Spraying of pesticides and fertilizer on the farm is done by custom applicators. Some dry N is also applied to corn. "We hire it all done now," Chase said. Some fertilizer is also applied in a 2x2 configuration with the planter. Anhydrous ammonia is still a favorite -- and likely to stay that way for the foreseeable future. "Dad says I will have to pry his anhydrous applicator out of his cold dead hands," Chase joked.
"We're all red," Chase said. Planting is done with a Case IH 330 tractor and 1250 24-row Case IH planter that has liquid starter and insecticide capability. Harvest is speedy with two 8230 combines, a 35-foot draper head, and 12-row folding cornhead.
"I personally like no-till. But trying to get Dad and Uncle Joe to give up their chisel plow and field cultivator (pulled by a Case IH 550 Quad Trac) is going to be hard. We use vertical tillage on some cover crop ground. We're slowly converting some to no-till, but the majority of our acreage is conventional. Some guys say they get better yields fracturing the soil, and better water infiltration. No-till guys say you get your organic matter up and you'll get that," Chase explained.

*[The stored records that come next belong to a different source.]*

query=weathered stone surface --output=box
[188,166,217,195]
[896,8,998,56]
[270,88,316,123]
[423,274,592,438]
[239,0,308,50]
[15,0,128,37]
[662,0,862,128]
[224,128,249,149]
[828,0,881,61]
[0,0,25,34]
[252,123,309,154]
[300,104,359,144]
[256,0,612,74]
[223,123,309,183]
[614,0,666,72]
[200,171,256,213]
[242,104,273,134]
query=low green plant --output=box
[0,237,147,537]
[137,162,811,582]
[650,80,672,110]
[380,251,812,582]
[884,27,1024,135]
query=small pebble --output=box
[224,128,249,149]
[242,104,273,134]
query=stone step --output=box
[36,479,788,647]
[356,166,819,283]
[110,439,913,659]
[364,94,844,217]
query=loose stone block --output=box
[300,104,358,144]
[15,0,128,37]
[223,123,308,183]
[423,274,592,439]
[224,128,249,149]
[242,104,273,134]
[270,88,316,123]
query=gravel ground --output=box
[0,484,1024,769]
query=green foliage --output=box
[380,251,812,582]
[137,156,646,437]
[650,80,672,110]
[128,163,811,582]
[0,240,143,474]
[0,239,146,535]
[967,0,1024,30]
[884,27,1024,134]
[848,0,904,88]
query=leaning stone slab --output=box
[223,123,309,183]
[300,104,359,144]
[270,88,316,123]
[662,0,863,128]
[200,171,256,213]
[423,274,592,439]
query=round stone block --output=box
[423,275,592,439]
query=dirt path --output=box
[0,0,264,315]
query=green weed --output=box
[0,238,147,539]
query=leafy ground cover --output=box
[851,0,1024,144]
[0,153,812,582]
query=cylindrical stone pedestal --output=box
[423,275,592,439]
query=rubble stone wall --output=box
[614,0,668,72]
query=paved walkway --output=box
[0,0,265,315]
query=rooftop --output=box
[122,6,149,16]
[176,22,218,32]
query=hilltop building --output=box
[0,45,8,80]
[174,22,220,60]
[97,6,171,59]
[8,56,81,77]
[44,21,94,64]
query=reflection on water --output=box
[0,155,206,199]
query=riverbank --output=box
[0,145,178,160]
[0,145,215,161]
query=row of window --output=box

Vertical tillage tools like their 30-foot Great Plains Turbo Chopper pulled by a 340 Case IH tractor have helped the Browns reduce tillage through no-till because "it's a little prettier when stalks are chopped up."
Two semi-trucks haul grain for sale into Decatur. On-farm storage is composed of bins ranging in size from 3,500 to 130,000 bushels.
Chase is president of the Prairie Beef Association, serves on the county Farm Bureau Board, and serves on a Ducks Unlimited committee helping to plan the annual banquet.
Showing their cattle takes up a lot of Chase and Ashley's time with trips to places such as Denver and Louisville, hopefully with room to spare. "If there's time Ashley and I like to take a fishing trip a couple of times a year," he said.